Most patients requiring foraminectomy have foraminal stenosis for at least 3 to 6 months, and experience debilitating symptoms that may affect their quality of life. Spinal conditions that cause foraminal stenosis may occur from aging, injuries, sudden trauma, repetitive physical activity, wear and tear, and spinal tumors. Patients usually experience pain of varying degrees that is constant, sharp, dull, throbbing, or shooting.

What does it treat?

  • Foraminal Stenosis
  • Degenerative Disc Disease
  • Spondylosis
  • Herniated or Bulging Discs
  • Pinched Nerve

Who are good candidates?

Candidates for foraminectomy may have different spinal conditions, but most are afflicted with foraminal stenosis. Ideal candidates should have neck or back pain for at least 3 to 6 months and experience one or more of the following symptoms:

  • Acute or chronic pain in the neck or back of varying strength that is constant, dull, deep, throbbing, sharp, shooting, or radiating to the extremities
  • Pain that radiates from the lower back and into the buttocks, legs, calves, feet, and/or toes
  • Pain that radiates from the neck and into the shoulders, arms, hands, and/or fingers
  • Weakness, numbness, and/or tingling sensation felt in the back, neck, and/or extremities
  • Limited motor functions
  • Limited ability to perform daily activities or being involved with physical activity
  • Pain while standing, walking, or sitting for periods of time
  • History of attempting conservative methods of treatment that have failed to relieve pain and other symptoms

Good candidates for foraminectomy must understand that physical therapy may be included in their recovery process, and should be positive towards successful pain improvement and management.

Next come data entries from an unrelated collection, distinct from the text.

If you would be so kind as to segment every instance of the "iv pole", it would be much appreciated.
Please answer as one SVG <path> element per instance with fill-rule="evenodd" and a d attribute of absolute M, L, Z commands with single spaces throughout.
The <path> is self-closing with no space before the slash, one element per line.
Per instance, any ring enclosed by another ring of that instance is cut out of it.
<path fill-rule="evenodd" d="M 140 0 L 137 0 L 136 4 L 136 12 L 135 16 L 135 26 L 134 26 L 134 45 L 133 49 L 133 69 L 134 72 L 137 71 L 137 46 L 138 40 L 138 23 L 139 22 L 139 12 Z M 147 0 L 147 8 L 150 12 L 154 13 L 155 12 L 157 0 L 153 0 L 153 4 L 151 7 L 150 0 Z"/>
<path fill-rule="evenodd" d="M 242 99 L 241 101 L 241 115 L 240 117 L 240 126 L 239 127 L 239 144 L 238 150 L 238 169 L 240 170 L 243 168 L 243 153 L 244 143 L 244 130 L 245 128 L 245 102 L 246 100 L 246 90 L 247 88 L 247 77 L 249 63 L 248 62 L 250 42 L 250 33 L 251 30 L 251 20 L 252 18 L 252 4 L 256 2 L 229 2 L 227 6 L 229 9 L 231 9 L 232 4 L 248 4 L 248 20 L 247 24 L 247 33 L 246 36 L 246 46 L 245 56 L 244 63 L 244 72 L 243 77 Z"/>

What is the procedure like?

During the foraminectomy, the patient will be under general anesthesia. Contingent on the patient's case, the procedure normally takes about 1 to 2 hours to complete.

The following are the general steps of the foraminectomy procedure:

  • The area of the back or neck is prepped for the incision. A one to three inch incision is made, and then the skin, muscles, and tissues are divided to expose the affected region.
  • The laminotomy, which removes a small amount of bone on the back of the vertebrae, is removed to show the foraminal canal. Irregular spinal structures are removed to relax the pinched nerve roots.
  • A microdiscectomy or discectomy, which partially or completely removes a bulging or herniated disc, is now performed, if applicable. A spinal fusion may also be done now if instability may become a problem in the future.
  • Now that the pinched nerves are decompressed, the surgeon ends the procedure with closing the incision with sutures.